Over the past 10 years the medical and life sciences have become more important in global science, with a growing share of worldwide research articles referencing them. This is outpacing the growth of university-oriented research, which fails to show the same dramatic rise. Such a trend must be recognised by ranking systems.

The shift towards multi-disciplinarity

Our expanding global science system has created more diverse and complex disciplinary relationships. There are more opportunities than ever for cross-disciplinary work and cross-boundary cooperation. Inter-disciplinarity and multi-disciplinarity are on the rise. This is reflected in citation patterns, which reveal the dispersal of knowledge flows and scientific impact. 

To draw a comparison, a research article published in 2000 was cited, on average, by publications from 3.6 different disciplines over the following three years. That number rose steadily over the next decade and in 2010 had reached 4.3. 

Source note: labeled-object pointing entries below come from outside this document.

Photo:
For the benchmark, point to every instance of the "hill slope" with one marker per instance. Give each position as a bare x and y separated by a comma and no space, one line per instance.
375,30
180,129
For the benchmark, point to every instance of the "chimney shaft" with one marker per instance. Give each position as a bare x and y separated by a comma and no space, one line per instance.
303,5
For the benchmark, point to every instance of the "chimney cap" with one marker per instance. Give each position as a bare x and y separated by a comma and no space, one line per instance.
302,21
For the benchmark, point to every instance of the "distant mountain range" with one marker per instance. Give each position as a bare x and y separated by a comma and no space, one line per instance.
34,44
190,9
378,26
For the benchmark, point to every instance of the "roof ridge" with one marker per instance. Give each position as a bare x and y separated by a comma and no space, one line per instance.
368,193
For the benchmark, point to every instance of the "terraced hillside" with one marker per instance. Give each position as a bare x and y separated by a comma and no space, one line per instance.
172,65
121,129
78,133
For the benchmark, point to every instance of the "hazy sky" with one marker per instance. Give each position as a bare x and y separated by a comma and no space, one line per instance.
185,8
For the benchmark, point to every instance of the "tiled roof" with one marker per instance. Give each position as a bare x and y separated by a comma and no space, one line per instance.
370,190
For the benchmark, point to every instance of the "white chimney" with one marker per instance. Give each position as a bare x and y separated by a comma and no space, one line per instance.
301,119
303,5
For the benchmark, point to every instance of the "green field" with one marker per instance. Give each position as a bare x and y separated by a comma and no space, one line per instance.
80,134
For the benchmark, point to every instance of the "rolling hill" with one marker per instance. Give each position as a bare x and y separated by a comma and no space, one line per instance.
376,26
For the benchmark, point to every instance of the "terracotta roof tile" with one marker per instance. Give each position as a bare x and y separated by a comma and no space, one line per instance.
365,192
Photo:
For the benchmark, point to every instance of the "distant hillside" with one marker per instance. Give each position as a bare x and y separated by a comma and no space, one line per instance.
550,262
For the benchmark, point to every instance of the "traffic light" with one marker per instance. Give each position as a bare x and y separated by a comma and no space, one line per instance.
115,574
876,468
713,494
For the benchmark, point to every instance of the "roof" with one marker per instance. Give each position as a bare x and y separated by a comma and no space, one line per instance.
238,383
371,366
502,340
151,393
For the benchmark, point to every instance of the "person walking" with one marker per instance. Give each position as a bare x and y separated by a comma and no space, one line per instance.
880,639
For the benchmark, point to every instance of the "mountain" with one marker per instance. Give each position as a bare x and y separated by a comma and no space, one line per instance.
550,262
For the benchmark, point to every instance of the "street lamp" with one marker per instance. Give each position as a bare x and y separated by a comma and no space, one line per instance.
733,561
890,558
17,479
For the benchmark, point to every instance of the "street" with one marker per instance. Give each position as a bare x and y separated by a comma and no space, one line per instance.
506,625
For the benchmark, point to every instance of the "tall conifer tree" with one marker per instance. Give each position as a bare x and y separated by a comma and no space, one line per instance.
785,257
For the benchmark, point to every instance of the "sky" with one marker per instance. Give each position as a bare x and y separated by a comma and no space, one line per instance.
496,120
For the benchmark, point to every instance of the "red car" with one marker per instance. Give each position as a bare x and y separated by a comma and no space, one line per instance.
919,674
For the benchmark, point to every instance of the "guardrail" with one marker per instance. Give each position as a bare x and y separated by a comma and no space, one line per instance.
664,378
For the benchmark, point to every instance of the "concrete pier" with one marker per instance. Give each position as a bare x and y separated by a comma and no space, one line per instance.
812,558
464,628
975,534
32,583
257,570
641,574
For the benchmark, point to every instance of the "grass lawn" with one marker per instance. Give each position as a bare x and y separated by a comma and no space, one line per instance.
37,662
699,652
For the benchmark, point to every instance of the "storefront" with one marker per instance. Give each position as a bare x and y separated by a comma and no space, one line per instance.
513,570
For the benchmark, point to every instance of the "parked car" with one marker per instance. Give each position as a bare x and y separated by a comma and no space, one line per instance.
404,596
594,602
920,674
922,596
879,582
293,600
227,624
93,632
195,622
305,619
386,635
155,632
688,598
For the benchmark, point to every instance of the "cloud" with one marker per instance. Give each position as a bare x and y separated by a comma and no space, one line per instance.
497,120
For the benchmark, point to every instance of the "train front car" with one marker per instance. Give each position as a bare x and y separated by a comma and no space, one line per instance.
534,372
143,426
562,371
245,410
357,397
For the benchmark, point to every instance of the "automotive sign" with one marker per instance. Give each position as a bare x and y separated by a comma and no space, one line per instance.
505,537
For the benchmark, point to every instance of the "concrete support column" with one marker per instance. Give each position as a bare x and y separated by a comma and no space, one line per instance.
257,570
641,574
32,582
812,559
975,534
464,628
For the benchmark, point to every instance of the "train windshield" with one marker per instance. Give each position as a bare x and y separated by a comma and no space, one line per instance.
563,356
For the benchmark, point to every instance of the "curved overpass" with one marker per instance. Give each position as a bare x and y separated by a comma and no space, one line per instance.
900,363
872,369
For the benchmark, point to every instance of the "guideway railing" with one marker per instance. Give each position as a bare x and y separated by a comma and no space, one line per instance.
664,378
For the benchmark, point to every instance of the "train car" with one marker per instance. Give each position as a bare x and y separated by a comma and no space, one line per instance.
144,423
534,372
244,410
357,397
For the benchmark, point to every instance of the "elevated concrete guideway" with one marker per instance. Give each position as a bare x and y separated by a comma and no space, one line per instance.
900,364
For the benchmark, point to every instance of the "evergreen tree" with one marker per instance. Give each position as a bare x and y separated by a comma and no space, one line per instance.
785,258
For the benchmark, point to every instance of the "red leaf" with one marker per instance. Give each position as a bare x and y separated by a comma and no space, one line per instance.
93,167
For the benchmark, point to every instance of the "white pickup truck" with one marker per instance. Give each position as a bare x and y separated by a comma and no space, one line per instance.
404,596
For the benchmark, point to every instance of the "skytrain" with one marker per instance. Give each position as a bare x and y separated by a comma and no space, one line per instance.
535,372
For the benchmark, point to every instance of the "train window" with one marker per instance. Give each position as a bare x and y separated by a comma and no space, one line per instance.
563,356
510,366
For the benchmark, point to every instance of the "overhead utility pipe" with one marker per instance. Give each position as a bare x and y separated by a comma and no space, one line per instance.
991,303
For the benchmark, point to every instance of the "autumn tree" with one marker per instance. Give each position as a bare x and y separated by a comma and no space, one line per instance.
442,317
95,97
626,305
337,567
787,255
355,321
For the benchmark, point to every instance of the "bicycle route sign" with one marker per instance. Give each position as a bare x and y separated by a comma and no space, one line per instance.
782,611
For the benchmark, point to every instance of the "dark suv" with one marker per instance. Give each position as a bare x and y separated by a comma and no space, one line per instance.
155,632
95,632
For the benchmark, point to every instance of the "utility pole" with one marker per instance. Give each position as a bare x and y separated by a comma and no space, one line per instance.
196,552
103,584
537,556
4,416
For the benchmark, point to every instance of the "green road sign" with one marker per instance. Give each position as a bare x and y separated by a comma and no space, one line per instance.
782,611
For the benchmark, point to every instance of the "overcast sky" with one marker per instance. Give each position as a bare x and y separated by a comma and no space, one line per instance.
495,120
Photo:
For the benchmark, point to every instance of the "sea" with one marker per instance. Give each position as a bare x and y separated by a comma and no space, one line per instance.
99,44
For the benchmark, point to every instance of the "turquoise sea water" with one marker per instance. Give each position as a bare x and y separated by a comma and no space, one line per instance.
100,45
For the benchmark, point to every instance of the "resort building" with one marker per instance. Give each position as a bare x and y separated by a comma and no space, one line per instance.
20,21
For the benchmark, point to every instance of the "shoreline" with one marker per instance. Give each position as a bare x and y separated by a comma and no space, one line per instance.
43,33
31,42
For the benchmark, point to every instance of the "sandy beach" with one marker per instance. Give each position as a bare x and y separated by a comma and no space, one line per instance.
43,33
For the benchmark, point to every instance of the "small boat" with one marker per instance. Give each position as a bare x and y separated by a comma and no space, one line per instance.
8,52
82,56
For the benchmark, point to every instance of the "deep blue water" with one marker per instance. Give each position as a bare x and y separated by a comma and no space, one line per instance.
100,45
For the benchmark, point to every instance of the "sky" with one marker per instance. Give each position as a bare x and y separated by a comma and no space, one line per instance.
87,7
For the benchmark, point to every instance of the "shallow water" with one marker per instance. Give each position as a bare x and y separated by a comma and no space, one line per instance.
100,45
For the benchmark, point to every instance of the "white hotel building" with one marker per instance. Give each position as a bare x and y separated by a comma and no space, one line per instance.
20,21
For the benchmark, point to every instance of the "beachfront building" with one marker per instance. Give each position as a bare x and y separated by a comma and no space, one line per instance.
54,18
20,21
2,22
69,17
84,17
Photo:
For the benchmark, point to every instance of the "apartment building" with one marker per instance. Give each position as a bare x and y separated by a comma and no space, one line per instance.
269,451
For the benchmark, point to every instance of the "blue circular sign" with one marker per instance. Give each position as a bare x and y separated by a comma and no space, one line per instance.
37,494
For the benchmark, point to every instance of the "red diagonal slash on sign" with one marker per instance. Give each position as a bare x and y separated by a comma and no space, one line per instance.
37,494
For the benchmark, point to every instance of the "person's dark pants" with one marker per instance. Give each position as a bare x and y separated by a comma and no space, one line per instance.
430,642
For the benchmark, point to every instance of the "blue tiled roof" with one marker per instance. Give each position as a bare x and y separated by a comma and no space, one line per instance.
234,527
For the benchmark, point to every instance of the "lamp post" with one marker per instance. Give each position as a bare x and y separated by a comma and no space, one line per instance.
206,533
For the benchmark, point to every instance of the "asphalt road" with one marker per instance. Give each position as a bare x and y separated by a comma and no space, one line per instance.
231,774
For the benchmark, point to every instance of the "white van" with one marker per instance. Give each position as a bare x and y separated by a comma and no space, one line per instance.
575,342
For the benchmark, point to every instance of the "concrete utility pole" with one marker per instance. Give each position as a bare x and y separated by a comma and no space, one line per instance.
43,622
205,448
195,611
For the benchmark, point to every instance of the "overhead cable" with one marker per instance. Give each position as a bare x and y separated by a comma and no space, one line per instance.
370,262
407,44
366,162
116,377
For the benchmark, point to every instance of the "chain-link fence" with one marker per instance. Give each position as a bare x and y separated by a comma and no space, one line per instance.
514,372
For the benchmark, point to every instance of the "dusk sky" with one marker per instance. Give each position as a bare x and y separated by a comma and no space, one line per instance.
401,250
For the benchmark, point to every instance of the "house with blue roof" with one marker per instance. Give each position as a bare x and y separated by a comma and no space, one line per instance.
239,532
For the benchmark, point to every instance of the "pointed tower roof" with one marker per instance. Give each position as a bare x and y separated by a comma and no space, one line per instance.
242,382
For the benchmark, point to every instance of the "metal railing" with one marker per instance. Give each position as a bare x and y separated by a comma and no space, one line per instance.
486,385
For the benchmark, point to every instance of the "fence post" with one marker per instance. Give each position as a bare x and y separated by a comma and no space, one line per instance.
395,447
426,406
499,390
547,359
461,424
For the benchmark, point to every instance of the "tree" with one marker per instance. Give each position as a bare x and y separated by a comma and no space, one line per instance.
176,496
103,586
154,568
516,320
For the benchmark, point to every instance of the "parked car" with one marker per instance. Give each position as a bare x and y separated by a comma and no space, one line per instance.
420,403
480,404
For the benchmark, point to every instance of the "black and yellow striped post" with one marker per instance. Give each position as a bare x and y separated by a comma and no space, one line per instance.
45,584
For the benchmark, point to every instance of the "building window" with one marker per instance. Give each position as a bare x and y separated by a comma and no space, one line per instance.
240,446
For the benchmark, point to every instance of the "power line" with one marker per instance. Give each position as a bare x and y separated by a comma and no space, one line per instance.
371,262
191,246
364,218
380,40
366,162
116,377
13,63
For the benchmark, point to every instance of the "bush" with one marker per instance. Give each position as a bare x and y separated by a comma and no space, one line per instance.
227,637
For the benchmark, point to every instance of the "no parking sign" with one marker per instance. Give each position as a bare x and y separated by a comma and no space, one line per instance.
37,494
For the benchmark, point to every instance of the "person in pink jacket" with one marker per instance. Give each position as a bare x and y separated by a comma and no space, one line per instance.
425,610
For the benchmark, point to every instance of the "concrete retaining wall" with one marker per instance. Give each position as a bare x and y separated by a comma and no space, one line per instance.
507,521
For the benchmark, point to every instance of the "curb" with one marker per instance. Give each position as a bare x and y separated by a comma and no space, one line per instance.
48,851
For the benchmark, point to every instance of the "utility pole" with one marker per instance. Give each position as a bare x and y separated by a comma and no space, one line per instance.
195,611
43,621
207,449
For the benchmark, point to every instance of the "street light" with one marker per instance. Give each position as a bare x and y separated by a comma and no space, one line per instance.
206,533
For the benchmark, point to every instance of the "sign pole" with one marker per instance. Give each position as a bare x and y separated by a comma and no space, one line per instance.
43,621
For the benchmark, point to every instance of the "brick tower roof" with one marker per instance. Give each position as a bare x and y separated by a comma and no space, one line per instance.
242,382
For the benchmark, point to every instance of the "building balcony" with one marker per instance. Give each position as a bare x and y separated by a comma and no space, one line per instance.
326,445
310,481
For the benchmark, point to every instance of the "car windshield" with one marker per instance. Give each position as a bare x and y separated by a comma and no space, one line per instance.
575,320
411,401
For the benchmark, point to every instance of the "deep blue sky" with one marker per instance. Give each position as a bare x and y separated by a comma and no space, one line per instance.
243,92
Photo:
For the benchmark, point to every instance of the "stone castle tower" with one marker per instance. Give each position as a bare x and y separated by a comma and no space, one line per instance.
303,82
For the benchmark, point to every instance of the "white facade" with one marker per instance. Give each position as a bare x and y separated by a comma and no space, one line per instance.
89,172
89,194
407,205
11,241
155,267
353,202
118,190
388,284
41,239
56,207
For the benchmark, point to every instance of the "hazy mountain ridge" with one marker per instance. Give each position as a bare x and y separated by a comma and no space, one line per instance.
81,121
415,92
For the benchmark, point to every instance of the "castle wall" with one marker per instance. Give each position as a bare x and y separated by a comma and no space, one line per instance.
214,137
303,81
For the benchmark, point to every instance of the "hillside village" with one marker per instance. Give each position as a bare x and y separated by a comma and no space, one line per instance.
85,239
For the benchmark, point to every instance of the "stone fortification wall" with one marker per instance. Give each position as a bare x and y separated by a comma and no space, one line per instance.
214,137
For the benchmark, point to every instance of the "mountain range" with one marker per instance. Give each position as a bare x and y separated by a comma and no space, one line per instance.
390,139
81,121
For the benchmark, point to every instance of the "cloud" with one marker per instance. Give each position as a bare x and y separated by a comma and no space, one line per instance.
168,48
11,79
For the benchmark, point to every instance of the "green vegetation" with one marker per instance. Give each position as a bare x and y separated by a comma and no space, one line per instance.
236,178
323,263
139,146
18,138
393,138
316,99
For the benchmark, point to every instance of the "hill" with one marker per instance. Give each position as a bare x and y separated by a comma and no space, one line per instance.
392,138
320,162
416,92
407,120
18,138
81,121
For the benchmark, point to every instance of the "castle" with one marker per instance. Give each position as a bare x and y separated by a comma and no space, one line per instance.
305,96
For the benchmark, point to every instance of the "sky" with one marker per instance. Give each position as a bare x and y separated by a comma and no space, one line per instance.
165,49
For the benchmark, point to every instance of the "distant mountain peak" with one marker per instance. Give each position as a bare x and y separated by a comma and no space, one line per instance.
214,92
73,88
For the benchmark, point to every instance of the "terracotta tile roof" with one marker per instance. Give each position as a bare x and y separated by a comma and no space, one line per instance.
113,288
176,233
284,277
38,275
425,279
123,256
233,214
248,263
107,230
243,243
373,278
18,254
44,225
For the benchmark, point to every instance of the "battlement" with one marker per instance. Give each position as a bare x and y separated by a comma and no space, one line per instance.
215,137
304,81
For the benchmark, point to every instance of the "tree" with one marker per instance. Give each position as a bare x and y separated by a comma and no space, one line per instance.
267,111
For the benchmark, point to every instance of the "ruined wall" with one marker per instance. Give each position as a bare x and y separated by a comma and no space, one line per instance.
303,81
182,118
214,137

It is clear that newly created scientific knowledge is applied across a widening range of research areas. Yet how can university ranking systems, in which disciplines are regarded as separate from one another, reflect this diversity?

The shift towards multiple affiliations

A similar ‘widening’ is apparent when you look at researchers’ affiliations. A growing number of publications involve authors with more than one affiliation. Indeed, between 2009 and 2015 the share of publications with at least one ‘multiple affiliate’ author rose rapidly from around a quarter to a third, from 24% to 33%. 

Furthermore, a sizable share of those authors are medical researchers with an affiliation to a hospital or clinic outside the university itself.

Heading in the right direction?

For university ranking systems to improve it is obvious that we need to produce more, and better, databases, as well as metrics and performance indicators that are universally accepted as valid. 

Ranking systems need to keep up with stakeholder expectations and the dynamics of change currently sweeping through global higher education systems. There is a limited supply of reliable data yet a growing demand for high-quality information. 

Now is the time to develop university rankings into credible and sophisticated information tools that are sufficiently future-proof.